Localized erythema of the extremities with edema followed by desquamation has been observed

— In case of severe skin toxicity, an adjustment in dosage is recommended (see DOSAGE AND ADMINISTRATION section of the prescribing information)

Severe neurosensory symptoms (paresthesia, dysesthesia, pain) were observed in 5.5% (53/965) of metastatic breast cancer patients, and resulted in treatment discontinuation in 6.1%

— When these symptoms occur, dosage must be adjusted; if symptoms persist, treatment should be discontinued (see DOSAGE AND ADMINISTRATION section of the prescribing information)

Severe asthenia was reported in 14.9% (144/965) of metastatic breast cancer patients, but led to treatment discontinuation in only 1.8%

— Symptoms of fatigue and weakness may last a few days up to several weeks and may be associated with deterioration of performance status in patients with progressive disease

In patients treated with TCF for gastric cancer, the incidence of serious adverse events was higher in patients ≥65 years than in younger patients. Adverse events (all grades) occurring at rates ≥10% higher in elderly patients included lethargy, stomatitis, diarrhea, dizziness, edema, and febrile neutropenia/neutropenic infection.

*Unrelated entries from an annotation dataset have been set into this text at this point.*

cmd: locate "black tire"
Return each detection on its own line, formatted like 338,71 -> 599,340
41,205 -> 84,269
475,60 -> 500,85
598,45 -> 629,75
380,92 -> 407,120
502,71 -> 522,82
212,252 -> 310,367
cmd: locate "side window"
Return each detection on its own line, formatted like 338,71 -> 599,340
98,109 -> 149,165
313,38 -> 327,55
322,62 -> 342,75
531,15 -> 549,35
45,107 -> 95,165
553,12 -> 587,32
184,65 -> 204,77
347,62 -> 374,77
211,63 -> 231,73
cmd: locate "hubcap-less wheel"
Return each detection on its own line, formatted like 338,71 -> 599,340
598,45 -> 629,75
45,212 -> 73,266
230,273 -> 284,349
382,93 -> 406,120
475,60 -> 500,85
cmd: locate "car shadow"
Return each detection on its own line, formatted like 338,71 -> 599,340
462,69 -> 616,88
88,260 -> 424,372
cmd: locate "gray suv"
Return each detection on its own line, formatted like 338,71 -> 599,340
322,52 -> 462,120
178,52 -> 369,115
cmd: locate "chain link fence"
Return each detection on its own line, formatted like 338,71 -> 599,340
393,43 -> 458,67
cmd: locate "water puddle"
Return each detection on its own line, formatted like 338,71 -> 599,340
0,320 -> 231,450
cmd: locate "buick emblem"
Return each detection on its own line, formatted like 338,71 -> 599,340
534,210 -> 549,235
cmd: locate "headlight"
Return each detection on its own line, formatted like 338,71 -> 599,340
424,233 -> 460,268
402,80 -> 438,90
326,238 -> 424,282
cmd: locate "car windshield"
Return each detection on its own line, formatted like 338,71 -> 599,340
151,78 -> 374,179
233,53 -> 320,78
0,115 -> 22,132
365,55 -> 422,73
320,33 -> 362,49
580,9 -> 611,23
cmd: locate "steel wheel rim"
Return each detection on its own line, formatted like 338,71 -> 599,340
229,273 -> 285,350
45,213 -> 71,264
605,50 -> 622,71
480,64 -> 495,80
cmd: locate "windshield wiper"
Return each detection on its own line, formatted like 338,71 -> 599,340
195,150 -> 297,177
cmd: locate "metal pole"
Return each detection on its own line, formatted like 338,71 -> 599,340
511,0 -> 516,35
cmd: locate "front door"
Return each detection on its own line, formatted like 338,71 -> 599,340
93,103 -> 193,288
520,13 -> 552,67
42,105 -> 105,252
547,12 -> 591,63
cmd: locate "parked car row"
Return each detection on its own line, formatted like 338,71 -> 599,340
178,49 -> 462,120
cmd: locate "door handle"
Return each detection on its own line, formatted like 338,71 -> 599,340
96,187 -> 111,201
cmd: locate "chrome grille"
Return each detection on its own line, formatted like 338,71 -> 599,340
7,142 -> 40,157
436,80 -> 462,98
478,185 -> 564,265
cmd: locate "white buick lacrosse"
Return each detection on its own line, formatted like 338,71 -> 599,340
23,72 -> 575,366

Taxotere® should be administered only under the supervision of a qualified physician experienced in the use of antineoplastic agents. Appropriate management of complications is possible only when adequate diagnostic and treatment facilities are readily available

Please see important safety information and full prescribing information, including boxed WARNING.

Taxotere Indications

Breast Cancer
TAXOTERE® is indicated for the treatment of patients with locally advanced or metastatic breast cancer after failure of prior chemotherapy
TAXOTERE® in combination with doxorubicin and cyclophosphamide is indicated for the adjuvant treatment of patients with operable node-positive breast cancer

Non-Small Cell Lung Cancer
TAXOTERE®, as a single agent, is indicated for the treatment of patients with locally advanced or metastatic non-small cell lung cancer (NSCLC) after failure of prior platinum-based chemotherapy
TAXOTERE® in combination with cisplatin is indicated for the treatment of patients with unresectable, locally advanced or metastatic NSCLC who have not previously received chemotherapy for this condition.

Prostate Cancer
TAXOTERE® in combination with prednisone is indicated for the treatment of patients with androgen independent (hormone refractory) metastatic prostate cancer.

Gastric Cancer
TAXOTERE® in combination with cisplatin and flouroucil is indicated for the treatment of patients with advanced gastric adenocercinoma, including adenocarcinoma of the gastroesophageal junction, who have not received prior chemotherapy for advanced disease.

Head and neck Cancer
TAXOTERE® in combination with cisplatin and flourouracil is indicated for the induction treatment of patients with locally advanced squamous cell cercinoma of the head and neck (SCCHN).